Siamo partiti poco prima delle undici di mattina. Sembra che tutti i sentieri di montagna inizino con una salita impegnativa. Serve per far prendere il fiato a quanto pare.
Oppure tutto inizia in salita?
Beh, fatto sta che già dopo dieci minuti mi stavo chiedendo se effettivamente ne sarebbe valsa la pena. Questo brutto vizio di pensare al dopo prima che arrivi.
È sempre così. All’inizio di ogni percorso la mente ti spinge violentemente in quel limbo di incertezza che avvolge i momenti successivi anche se sono ancora temporalmente lontani. Ti catapulta verso le infinite possibilità che possono o meno diventare realtà. Verso quella foschia che di prima mattina annebbia la vista del paesaggio fuori dalla finestra ma che piano piano, minuto dopo minuto, scompare e rende tutto più chiaro.
Entriamo in un bosco: siamo già abbastanza in quota e tra le fronde si intravede il blu. Il blu del mare che si mescola con quello del cielo.
E finisce il mare. E inizia il cielo. E finisce il cielo. E inizia il mare.
Il continuo succedersi dell’uno e dell’altro separati e contemporaneamente collegati da una sottilissima linea di orizzonte che sembra volersi nascondere per confondere qualsiasi essere vivente dotato di ragione.
E fantasia.
Chi è nato al mare, prima o poi al mare deve tornare. È un richiamo silenzioso il suo. Però non so cosa succede a chi invece dalla montagna può vedere il mare. Credo sia una condizione molto poetica e rara.

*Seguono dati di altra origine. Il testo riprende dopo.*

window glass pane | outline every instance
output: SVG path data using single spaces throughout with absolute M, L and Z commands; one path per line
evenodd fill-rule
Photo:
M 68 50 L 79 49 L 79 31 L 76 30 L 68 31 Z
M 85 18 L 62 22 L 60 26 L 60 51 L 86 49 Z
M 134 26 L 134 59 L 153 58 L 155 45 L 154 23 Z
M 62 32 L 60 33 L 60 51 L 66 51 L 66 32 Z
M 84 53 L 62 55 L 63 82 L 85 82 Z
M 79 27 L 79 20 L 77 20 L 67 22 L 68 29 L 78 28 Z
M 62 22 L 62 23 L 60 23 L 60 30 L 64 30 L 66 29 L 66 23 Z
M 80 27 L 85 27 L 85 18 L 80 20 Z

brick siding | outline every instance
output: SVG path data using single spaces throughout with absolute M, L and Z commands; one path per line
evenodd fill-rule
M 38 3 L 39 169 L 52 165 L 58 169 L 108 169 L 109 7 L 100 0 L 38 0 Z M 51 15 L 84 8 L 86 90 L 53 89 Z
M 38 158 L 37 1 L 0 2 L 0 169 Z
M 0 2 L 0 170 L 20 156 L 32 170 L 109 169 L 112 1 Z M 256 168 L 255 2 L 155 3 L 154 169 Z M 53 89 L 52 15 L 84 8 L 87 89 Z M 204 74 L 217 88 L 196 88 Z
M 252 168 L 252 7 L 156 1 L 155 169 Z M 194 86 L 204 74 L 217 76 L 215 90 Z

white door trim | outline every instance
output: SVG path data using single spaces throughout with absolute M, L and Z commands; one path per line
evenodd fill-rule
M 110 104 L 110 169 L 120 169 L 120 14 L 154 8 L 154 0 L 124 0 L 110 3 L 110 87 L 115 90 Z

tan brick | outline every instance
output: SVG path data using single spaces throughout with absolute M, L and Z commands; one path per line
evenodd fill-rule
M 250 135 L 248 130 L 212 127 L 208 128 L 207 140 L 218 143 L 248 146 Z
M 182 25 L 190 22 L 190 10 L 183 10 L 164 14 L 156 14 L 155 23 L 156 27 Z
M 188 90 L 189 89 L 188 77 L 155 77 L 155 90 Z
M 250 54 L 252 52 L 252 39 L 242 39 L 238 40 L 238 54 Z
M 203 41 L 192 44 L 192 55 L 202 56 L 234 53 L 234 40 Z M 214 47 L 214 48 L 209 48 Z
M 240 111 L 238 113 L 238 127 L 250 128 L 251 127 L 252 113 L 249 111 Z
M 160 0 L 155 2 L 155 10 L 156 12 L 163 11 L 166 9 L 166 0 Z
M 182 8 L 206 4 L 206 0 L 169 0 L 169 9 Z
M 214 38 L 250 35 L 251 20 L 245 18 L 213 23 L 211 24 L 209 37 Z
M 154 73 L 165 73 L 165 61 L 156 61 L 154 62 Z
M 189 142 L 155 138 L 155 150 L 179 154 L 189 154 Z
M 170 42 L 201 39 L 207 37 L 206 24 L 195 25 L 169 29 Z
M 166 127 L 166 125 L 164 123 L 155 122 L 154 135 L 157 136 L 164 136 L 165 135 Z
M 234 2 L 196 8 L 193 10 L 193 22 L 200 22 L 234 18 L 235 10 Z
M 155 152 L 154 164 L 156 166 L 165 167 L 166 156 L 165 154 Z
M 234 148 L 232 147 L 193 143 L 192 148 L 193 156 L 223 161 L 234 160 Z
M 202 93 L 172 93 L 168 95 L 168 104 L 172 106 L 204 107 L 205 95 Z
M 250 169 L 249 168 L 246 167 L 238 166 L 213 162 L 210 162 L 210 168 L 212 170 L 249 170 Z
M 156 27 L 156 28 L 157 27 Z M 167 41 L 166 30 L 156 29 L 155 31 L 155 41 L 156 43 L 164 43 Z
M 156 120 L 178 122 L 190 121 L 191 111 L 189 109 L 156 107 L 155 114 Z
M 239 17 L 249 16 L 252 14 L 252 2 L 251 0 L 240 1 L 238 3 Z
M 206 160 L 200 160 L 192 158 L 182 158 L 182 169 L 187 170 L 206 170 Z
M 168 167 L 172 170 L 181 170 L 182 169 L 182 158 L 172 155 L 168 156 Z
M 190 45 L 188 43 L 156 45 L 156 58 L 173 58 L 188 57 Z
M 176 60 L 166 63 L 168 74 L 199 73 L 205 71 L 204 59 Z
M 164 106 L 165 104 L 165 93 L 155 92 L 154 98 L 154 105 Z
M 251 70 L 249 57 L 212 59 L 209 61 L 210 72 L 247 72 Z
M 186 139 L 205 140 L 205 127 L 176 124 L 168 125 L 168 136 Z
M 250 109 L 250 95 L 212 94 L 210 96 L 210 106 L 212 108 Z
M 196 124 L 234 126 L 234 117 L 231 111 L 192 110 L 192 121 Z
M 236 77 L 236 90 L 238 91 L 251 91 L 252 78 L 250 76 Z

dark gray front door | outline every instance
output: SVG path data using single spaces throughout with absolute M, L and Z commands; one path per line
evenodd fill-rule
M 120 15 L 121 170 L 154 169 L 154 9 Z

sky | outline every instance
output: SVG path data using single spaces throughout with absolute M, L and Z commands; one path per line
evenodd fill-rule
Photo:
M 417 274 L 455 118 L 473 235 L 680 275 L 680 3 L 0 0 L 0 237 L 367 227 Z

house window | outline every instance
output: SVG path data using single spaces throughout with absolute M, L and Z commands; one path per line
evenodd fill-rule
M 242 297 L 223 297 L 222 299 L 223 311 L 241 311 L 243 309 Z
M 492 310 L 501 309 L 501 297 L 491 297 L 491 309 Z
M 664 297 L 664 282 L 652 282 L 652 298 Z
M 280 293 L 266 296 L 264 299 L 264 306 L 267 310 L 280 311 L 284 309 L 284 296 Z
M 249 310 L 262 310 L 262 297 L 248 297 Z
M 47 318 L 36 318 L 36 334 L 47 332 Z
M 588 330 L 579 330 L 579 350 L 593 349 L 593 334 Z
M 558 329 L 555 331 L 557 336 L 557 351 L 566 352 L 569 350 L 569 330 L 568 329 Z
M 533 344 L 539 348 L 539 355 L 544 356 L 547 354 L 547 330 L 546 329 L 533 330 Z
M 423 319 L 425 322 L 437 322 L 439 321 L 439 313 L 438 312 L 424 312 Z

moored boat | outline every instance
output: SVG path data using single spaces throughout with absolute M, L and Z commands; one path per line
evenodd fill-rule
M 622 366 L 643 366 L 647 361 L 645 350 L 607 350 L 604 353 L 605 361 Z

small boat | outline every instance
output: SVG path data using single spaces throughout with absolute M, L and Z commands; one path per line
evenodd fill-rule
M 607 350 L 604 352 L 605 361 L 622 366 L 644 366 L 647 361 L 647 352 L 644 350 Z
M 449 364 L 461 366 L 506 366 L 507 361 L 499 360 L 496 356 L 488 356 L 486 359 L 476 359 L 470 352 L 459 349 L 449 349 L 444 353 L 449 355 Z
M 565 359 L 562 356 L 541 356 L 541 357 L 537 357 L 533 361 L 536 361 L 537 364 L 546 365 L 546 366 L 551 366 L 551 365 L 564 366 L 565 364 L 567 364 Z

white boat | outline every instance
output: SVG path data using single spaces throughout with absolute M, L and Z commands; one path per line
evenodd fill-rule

Non avevo mai raggiunto prima la cima di un monte delle Alpi Apuane. Forse nemmeno di una montagna in generale. O almeno non mi ricordo di aver mai provato quella sensazione che mi si è presentata spavalda dopo l’ultimo metro di salita nel momento in cui ho rimesso insieme tutte le capacità intellettive e mi sono guardata intorno. Quando ho alzato gli occhi fino a quel momento persi a studiare quale fosse il sasso migliore per appoggiare il piede, mi sono potuta distrarre.
Non ti senti il padrone del mondo. Ti senti piccolissimo in un mondo di meraviglia. Senti che vorresti avere una tenda e rimanere lì per un po’. Il tempo che serve per respirare e non pensare. O per pensare e basta.
Sognare.
Un mondo fatto della linearità del mare e dal ritmo delle montagne che si incontrano armoniosamente sulle note di una melodia non ancora suonata. E non c’è mai solo uno o solo l’altro. C’è sempre tutto. Un tutto che non è mai troppo. Che è giusto assaporare a piccole dosi. Un mondo in cui la natura possa mantenere i suoi spazi, possa parlare e leggere le stelle di notte. Senza essere sottovalutata. Senza essere calpestata e ignorata. In cui ognuno possa trovare un equilibrio come quello che ho raggiunto in pochi minuti, ascoltando il suono silenzioso del vento che mi scompiglia i capelli. Lo stesso vento che muove le piccole barche che si intravedono in lontananza, che suona le fronde e spinge via le nuvole nel cielo e nella mente.
Un mondo in cui tutti siano capaci di comprendere, in cui tutti abbiano rispetto, così come il mare lo ha per la terra, il blu lo ha per il colore delle rocce.
E per un attimo dimentichi quello che sta succedendo laggiù. Quello per cui vorresti fare qualcosa ma per cui non puoi fare niente, o quasi. Tutto quello di cui vorresti liberarti quando ti chiudi in camera a ballare e cantare a squarciagola delle canzoni che vorresti aver scritto. Tutto quello di cui vorresti scrivere senza però sembrare banale.
Un continuo oscillare finché non arriva il momento di rientrare.
Così tutto torna e la discesa sembra di nuovo salita.
Penso.
Non so cosa succederà. Il dopo non è ancora arrivato. Si avvicina silenzioso, in punta di piedi, come il mostro dal volto mascherato di un incubo di quando ero bambina.
Tutto è surreale.
Quel surreale di una città vuota. Quello di chi dimentica. È surreale dover immaginare il “dopo” come uno spaventoso enigma da risolvere.
È assurdo provare inquietudine. Sentirsi proiettati in un’umanità che non ti appartiene e stenti a riconoscere.
Eppure i pensieri in testa non si fermano.
Non possono farlo.
Forse il solito vizio di pensare al dopo prima che arrivi.
Ragiono su quello che potrebbe accadere, sul futuro. Incerto, nonostante la certezza riguardo la strada da prendere e percorrere per ritornare. Ed è così che a volte mi sento un po’ come la donna di Corcosin Sogni, ferma a pensare, immaginare, in un tempo immobile, con lo sguardo che lotta contro i brutti pensieri e si fa forza navigando in alto mare durante la tempesta.